Both sides have vowed to intensify attacks, defying international calls for de-escalation. Your up to date assessment?
ME-100, Chief of Middle East:
Updated Assessment – June 15, 2025:
The Israel-Iran conflict has ruptured into a sustained, bilateral campaign of high-intensity strikes—marking the collapse of decades-long red-line deterrence. Operation Rising Lion, launched by Israel on June 12, was not just preemptive—it was regime-defiant, decapitating Iran’s military leadership (Salami, Bagheri) and hitting hardened nuclear sites (Natanz, Fordow, Isfahan). It crossed the threshold from covert sabotage to open war. Iran’s retaliation—waves of ballistic missiles and Shahed drones slamming into Tel Aviv, Haifa, and Jerusalem—has now extended into its fourth day, with both sides vowing further escalation.
What’s new: Iran’s response has shifted from symbolic to strategic—targeting Israel’s energy and logistical infrastructure (e.g., Haifa’s petrochemical facilities), while avoiding mass civilian casualties. This aligns with Tehran’s asymmetric doctrine: induce long-term attrition without inviting total war. Israel, meanwhile, appears to be preparing follow-up waves aimed at IRGC C2 nodes and regional proxy networks—likely via air and cyber strikes in Iraq, Syria, and Lebanon. Notably, Hezbollah has so far restrained its hand, likely under Iranian directive to preserve escalation symmetry for now.
Steering Control: Both states are actively bypassing U.S. mediation—emboldened by Trump’s fragmented diplomatic apparatus and weakened regional deterrence architecture.
Power Dynamics: This is no longer a proxy battle; it is state-on-state asymmetric warfare, with full regional implications.
Who Benefits: Hardline factions in both regimes, seeking to consolidate domestic control under wartime legitimacy.
Who Loses: Civilian populations, regional trade corridors, and the credibility of Western diplomatic pressure—all marginalized.
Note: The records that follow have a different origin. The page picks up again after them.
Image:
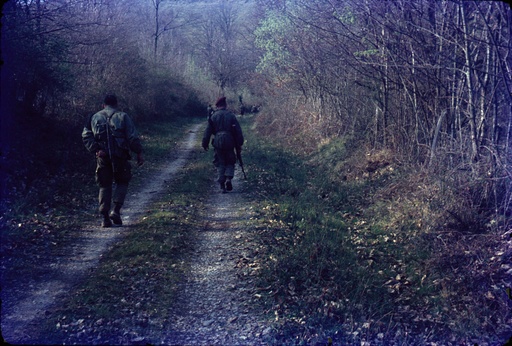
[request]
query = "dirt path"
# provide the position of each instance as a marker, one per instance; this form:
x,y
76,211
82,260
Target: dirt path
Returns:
x,y
215,302
214,305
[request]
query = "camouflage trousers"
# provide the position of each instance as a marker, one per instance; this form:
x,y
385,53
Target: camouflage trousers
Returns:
x,y
225,161
108,172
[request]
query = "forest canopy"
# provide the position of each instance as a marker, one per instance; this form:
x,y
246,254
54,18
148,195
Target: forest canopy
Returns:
x,y
429,82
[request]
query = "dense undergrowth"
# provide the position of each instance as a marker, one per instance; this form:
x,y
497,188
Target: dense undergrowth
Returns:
x,y
359,250
360,257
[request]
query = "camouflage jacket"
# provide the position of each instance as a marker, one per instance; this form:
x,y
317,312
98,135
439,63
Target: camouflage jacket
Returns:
x,y
117,139
226,129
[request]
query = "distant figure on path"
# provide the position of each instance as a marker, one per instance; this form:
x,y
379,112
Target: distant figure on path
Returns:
x,y
210,111
110,134
228,136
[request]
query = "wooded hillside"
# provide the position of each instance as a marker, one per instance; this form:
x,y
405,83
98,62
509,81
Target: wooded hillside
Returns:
x,y
404,106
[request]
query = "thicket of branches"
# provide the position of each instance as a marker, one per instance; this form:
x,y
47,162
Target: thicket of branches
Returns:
x,y
429,81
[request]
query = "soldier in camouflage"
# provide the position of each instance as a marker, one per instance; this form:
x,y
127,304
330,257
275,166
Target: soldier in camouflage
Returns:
x,y
110,134
228,136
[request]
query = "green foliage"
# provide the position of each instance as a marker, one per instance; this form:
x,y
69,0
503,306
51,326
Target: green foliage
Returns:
x,y
356,254
272,36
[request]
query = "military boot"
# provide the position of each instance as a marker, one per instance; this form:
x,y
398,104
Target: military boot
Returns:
x,y
116,215
229,185
106,221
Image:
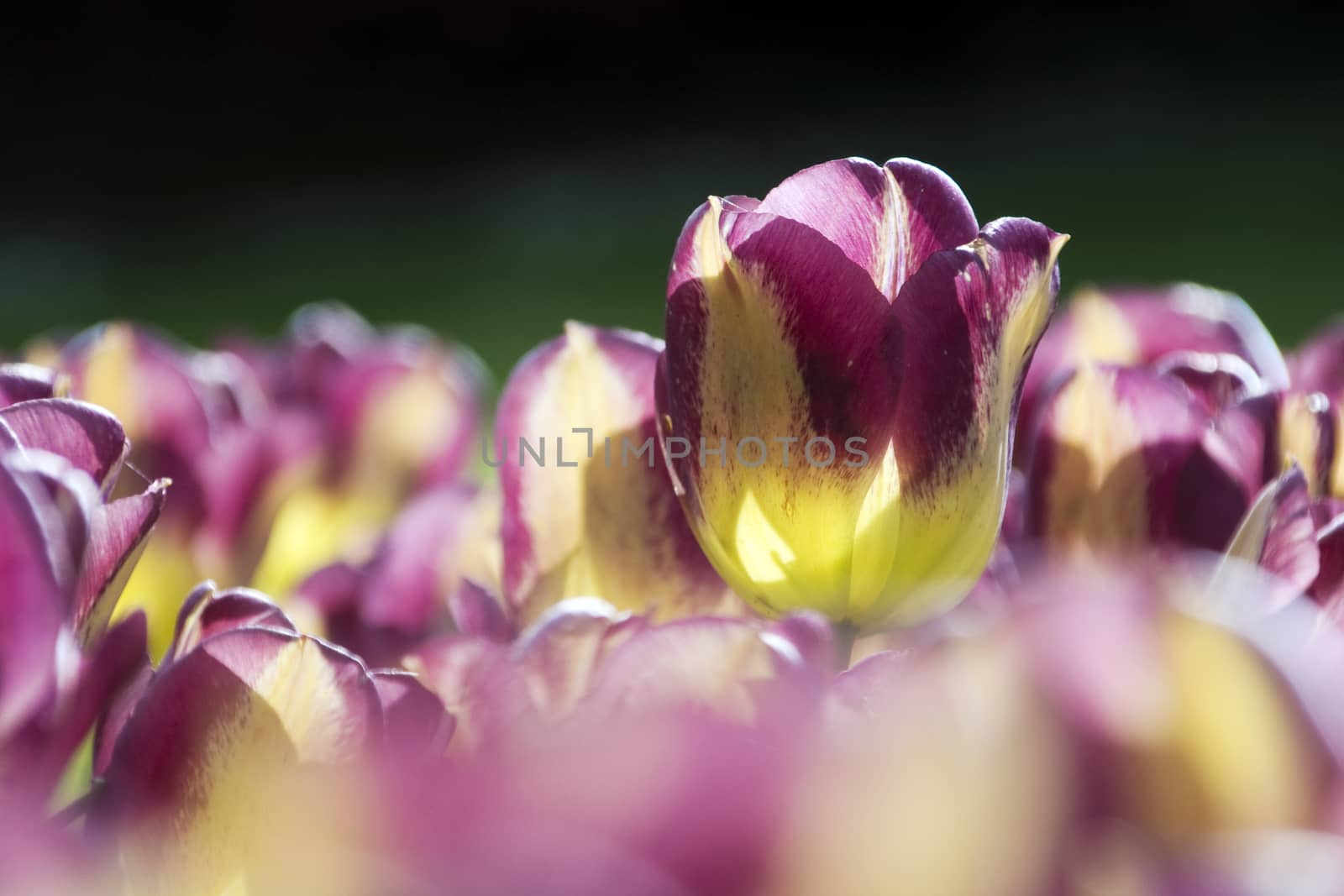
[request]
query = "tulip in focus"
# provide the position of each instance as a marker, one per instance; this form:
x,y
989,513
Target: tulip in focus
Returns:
x,y
858,318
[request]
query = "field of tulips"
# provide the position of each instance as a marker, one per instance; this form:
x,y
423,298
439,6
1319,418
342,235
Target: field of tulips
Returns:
x,y
887,573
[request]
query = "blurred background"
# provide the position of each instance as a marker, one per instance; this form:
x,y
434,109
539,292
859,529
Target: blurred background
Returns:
x,y
492,170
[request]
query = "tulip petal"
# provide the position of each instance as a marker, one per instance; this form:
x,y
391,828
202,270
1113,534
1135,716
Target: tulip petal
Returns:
x,y
413,716
779,338
26,383
213,734
1128,327
1108,458
31,602
593,517
703,663
112,665
87,436
118,533
476,613
1319,364
886,219
208,613
407,580
1280,535
971,322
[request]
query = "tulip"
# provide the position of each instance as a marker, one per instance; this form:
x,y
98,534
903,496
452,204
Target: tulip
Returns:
x,y
405,593
1121,725
270,445
586,660
217,775
67,553
1179,453
857,318
596,516
1139,327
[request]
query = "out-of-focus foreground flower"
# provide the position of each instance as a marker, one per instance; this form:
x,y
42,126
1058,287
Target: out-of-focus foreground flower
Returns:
x,y
284,457
840,382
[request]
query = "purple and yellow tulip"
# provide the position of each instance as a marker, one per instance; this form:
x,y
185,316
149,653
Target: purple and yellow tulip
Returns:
x,y
65,553
597,516
1142,327
862,322
327,432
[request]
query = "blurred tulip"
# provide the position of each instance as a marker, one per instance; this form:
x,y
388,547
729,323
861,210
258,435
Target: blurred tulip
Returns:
x,y
857,317
286,458
215,770
586,658
1122,457
1140,327
396,411
403,594
597,515
1120,727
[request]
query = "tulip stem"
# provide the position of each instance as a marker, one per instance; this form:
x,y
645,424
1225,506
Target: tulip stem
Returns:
x,y
844,634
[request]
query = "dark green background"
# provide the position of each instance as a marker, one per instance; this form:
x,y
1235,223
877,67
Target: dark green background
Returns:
x,y
494,176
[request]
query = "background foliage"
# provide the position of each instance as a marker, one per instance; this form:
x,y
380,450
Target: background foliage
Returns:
x,y
492,170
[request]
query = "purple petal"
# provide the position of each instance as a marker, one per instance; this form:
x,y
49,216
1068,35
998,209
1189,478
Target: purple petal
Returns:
x,y
87,436
407,579
118,533
886,219
595,517
24,383
31,604
113,665
413,716
1319,364
1280,535
1109,456
479,614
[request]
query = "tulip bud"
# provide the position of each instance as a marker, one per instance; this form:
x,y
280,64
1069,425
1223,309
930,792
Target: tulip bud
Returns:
x,y
840,382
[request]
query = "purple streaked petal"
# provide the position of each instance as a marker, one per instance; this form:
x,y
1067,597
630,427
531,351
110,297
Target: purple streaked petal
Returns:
x,y
779,338
1128,327
1280,535
85,434
479,614
113,665
31,600
886,219
26,383
407,578
118,533
1221,380
1109,456
593,517
413,716
971,320
208,613
1317,365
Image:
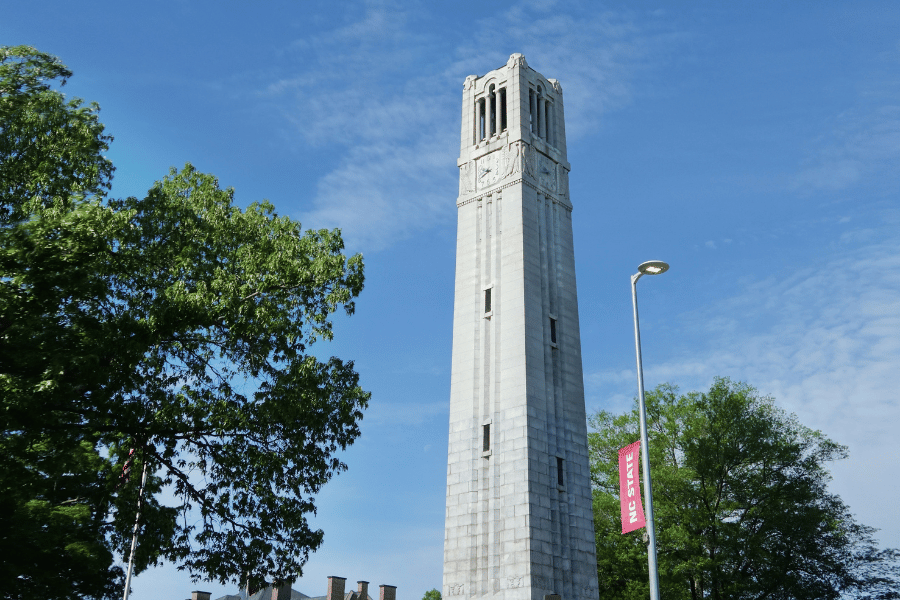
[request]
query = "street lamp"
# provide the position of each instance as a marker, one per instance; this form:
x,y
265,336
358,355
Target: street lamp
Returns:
x,y
651,267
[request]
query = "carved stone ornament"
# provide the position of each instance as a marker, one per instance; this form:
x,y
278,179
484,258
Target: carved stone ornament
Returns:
x,y
516,59
466,179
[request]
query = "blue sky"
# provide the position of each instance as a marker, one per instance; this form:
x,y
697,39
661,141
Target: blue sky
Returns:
x,y
754,146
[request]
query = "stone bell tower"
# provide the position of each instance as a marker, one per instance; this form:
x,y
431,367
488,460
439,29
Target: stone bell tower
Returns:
x,y
519,523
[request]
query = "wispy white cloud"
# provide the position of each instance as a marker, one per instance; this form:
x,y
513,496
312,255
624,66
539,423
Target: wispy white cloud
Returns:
x,y
861,146
394,133
825,342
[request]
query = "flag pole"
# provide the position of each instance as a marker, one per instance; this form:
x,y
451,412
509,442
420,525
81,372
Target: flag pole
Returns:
x,y
137,520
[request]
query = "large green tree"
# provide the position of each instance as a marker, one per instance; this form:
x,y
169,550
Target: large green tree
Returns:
x,y
172,330
741,504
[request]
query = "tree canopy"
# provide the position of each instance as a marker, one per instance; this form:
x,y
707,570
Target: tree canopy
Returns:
x,y
741,504
173,330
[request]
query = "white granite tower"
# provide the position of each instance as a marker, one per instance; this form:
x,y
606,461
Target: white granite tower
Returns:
x,y
519,523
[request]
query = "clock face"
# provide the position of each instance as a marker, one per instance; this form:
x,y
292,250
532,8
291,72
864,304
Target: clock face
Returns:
x,y
487,170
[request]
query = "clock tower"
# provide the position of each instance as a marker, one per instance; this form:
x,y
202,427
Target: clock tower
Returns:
x,y
519,522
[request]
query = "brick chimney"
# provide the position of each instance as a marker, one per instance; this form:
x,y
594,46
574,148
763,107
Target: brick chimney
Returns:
x,y
362,591
388,592
336,588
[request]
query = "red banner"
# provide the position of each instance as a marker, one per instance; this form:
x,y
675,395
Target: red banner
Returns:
x,y
630,487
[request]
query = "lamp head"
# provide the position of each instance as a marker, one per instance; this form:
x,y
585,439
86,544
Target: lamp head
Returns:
x,y
653,267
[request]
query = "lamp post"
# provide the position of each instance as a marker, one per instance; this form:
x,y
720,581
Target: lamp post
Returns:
x,y
651,267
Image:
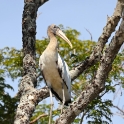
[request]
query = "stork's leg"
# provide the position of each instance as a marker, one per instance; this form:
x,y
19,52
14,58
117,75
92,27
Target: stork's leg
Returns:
x,y
63,101
51,109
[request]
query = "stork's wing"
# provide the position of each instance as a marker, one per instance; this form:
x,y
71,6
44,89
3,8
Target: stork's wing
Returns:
x,y
64,72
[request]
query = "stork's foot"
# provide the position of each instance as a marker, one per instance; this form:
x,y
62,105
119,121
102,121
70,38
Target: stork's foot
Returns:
x,y
61,108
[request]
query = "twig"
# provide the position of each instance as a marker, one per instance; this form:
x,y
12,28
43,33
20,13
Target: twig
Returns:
x,y
43,115
119,109
83,116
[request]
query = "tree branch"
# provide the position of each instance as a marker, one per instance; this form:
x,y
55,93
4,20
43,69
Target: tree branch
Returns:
x,y
107,31
43,115
119,109
29,97
98,84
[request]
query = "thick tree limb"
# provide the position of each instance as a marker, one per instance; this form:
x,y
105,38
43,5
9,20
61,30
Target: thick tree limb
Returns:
x,y
98,84
43,115
107,31
29,97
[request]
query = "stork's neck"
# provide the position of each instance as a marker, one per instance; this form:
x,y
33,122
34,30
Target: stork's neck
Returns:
x,y
53,44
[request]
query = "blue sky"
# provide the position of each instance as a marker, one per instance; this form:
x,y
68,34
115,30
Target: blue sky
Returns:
x,y
77,14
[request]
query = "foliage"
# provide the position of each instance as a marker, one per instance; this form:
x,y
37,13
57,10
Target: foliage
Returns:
x,y
98,111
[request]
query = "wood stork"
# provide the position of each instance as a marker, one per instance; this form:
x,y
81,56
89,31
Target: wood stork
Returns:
x,y
54,69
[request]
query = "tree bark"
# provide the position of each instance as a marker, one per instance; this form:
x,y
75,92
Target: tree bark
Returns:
x,y
98,84
30,96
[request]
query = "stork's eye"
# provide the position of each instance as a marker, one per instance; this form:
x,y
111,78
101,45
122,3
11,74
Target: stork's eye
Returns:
x,y
55,26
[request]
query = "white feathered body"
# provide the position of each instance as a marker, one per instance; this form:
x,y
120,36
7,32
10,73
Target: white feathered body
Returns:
x,y
55,72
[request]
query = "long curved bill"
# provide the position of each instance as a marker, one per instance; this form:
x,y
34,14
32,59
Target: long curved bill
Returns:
x,y
62,35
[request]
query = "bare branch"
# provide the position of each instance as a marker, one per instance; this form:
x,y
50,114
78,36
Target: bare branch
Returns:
x,y
89,33
107,31
36,119
98,84
84,113
29,97
122,111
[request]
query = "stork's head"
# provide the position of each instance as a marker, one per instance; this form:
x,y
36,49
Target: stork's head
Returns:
x,y
55,30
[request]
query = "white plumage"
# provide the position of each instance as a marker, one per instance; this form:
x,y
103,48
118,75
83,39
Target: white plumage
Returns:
x,y
54,69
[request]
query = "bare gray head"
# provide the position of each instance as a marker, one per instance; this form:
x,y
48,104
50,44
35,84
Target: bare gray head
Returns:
x,y
54,30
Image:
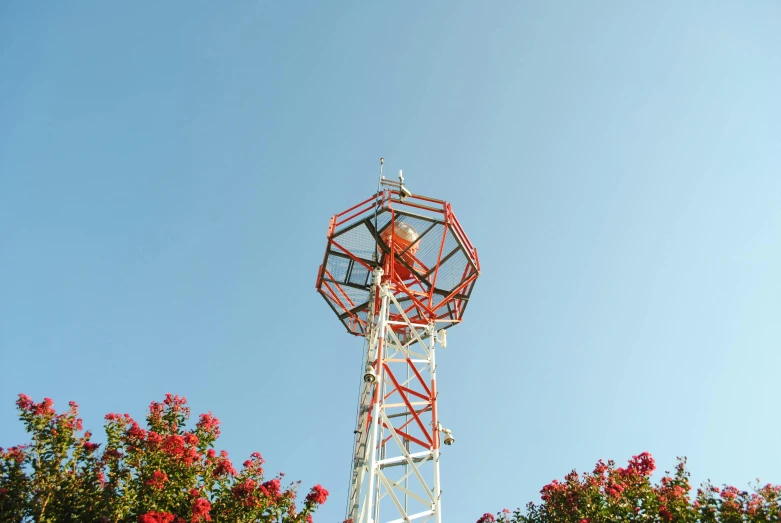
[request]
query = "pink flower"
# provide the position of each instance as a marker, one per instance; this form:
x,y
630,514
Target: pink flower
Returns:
x,y
90,447
158,480
156,517
209,423
317,495
201,508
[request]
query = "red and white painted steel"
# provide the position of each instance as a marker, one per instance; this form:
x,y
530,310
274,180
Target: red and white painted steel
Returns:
x,y
403,311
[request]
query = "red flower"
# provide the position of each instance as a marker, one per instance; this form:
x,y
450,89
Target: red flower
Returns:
x,y
156,517
201,508
90,447
271,488
317,495
224,466
209,423
157,480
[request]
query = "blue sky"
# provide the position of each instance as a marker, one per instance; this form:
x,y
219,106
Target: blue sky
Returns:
x,y
167,172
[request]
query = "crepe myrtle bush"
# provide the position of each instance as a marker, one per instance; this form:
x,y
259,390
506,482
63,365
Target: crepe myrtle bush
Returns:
x,y
619,494
164,473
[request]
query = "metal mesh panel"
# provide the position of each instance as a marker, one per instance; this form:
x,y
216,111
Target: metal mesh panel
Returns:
x,y
337,267
359,241
450,273
437,245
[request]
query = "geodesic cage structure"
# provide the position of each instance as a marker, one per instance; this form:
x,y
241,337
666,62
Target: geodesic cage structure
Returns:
x,y
421,247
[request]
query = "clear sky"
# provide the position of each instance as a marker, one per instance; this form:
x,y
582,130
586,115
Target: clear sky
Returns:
x,y
168,170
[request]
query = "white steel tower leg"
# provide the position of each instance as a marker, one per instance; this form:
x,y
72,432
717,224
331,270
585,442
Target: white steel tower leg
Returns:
x,y
397,439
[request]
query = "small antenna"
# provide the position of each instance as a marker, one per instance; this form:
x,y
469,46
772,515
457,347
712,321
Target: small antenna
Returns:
x,y
377,204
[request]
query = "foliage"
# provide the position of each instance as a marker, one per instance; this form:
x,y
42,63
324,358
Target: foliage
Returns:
x,y
610,494
162,474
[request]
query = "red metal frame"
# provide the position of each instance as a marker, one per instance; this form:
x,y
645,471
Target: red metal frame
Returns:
x,y
424,300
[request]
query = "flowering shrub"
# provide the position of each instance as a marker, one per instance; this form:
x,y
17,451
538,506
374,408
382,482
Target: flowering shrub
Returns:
x,y
627,494
164,473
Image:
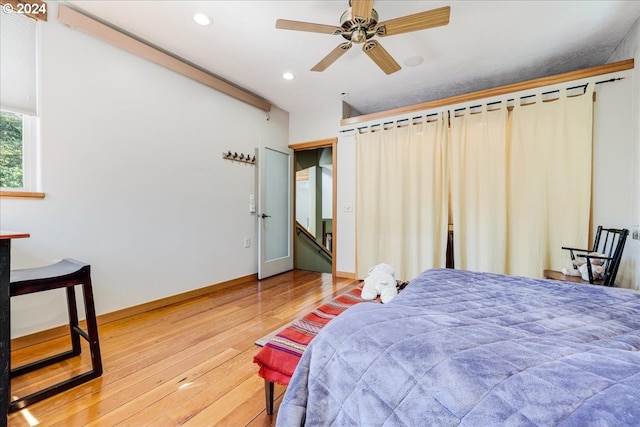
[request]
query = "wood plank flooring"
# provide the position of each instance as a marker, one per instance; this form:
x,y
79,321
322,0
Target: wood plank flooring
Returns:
x,y
186,364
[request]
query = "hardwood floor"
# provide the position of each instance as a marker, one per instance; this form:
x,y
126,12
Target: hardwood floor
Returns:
x,y
189,363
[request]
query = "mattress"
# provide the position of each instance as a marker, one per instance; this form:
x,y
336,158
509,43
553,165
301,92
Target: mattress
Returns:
x,y
475,349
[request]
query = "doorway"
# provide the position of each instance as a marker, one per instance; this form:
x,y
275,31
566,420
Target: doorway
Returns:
x,y
314,204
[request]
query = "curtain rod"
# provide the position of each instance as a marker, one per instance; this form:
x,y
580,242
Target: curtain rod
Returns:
x,y
584,86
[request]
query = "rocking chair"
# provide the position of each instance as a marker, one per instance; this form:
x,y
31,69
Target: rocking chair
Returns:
x,y
609,242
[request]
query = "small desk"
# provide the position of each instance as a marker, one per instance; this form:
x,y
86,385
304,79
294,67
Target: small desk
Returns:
x,y
5,319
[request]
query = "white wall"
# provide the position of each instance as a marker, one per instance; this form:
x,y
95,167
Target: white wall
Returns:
x,y
134,179
614,167
630,48
612,201
315,124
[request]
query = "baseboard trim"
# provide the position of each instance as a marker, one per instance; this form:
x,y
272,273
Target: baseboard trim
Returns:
x,y
346,275
62,331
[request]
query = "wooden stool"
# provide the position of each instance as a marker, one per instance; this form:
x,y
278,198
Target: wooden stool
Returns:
x,y
67,273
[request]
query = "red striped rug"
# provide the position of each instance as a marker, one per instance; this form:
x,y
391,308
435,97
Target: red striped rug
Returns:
x,y
280,355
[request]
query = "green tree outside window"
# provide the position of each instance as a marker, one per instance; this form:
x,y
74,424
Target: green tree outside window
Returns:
x,y
11,171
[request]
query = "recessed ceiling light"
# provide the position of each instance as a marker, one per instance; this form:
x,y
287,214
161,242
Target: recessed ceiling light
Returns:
x,y
414,61
202,19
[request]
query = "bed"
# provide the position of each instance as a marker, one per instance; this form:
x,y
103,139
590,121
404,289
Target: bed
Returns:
x,y
475,349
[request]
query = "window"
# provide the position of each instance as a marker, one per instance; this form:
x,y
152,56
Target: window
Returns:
x,y
18,102
17,146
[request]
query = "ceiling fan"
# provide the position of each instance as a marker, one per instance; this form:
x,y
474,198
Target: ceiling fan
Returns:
x,y
359,24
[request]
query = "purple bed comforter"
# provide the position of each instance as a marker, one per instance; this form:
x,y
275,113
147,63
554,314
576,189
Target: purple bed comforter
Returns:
x,y
463,348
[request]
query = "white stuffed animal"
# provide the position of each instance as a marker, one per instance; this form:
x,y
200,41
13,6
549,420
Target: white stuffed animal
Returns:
x,y
596,268
380,281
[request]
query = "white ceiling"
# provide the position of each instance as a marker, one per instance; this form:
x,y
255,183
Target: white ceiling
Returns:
x,y
486,44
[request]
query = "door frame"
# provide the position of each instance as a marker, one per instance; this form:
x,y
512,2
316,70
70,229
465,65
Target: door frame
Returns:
x,y
313,145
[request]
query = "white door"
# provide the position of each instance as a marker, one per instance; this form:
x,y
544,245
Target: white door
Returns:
x,y
275,212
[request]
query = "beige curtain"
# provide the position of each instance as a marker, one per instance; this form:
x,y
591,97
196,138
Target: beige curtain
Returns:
x,y
401,202
550,163
478,150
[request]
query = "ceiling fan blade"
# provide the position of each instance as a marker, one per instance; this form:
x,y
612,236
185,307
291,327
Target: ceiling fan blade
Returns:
x,y
415,22
361,8
285,24
333,56
381,57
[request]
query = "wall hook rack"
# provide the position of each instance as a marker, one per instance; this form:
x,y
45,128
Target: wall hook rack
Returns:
x,y
242,158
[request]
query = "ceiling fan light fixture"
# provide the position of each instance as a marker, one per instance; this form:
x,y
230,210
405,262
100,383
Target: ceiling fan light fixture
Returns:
x,y
202,19
358,36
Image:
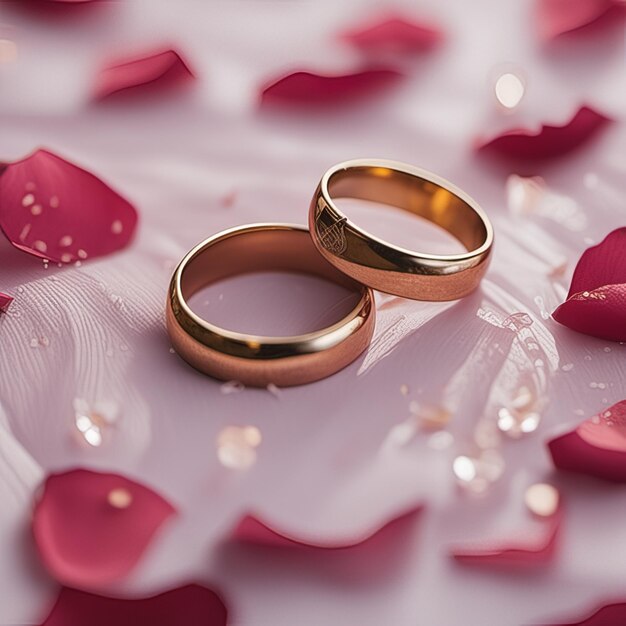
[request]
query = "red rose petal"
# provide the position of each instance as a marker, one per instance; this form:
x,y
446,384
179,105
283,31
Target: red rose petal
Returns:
x,y
253,530
609,615
91,528
596,302
189,606
597,447
306,88
515,553
5,301
162,70
557,17
394,34
56,210
549,141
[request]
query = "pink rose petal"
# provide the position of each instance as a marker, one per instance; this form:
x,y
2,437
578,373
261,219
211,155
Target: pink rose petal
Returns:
x,y
557,17
306,88
609,615
596,302
92,528
5,302
158,71
394,34
56,210
515,553
185,606
597,447
549,141
253,530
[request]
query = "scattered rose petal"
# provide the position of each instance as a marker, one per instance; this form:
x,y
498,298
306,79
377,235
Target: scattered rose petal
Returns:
x,y
548,141
609,615
307,88
5,302
557,17
597,447
91,528
596,302
56,210
393,34
253,530
191,605
514,553
162,70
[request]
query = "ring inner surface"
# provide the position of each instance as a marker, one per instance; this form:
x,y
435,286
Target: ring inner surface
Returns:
x,y
263,250
416,195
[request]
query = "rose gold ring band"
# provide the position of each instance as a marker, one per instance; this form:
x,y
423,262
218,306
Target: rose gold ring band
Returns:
x,y
256,360
392,269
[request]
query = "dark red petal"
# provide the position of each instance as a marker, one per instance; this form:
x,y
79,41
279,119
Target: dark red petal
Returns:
x,y
609,615
601,265
549,141
514,553
596,302
557,17
600,313
252,530
5,301
597,447
56,210
185,606
306,88
394,34
92,528
162,70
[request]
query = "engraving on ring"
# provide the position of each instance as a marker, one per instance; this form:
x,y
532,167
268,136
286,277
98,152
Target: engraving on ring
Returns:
x,y
332,236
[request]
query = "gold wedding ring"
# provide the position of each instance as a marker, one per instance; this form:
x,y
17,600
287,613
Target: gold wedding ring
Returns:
x,y
389,268
256,360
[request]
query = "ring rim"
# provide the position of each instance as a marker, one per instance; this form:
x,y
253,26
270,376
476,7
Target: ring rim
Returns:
x,y
432,265
227,352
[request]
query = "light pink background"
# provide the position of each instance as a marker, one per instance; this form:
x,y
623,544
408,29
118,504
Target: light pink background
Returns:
x,y
323,467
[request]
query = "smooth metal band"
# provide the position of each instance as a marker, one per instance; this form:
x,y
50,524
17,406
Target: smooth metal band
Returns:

Oscillation Lens: This war mirrors the 2006 Lebanon War and 1980s tanker conflicts—confined enough to avoid superpower intervention, yet deep enough to redraw strategic boundaries. Expect waves of fire, followed by rounds of talks—but not before a recalibrated regional order emerges.
If the next escalation includes cyber-targets, regional proxies, or U.S. assets (even inadvertently), we may tip into a broader Middle East war.
“The land does not forget its blood. It drinks it slowly, storing it like memory.”
— Mahmoud Darwish, Unfortunately, It Was Paradise (Palestine)
Welcome to the Middle East, where everything changes, yet nothing does.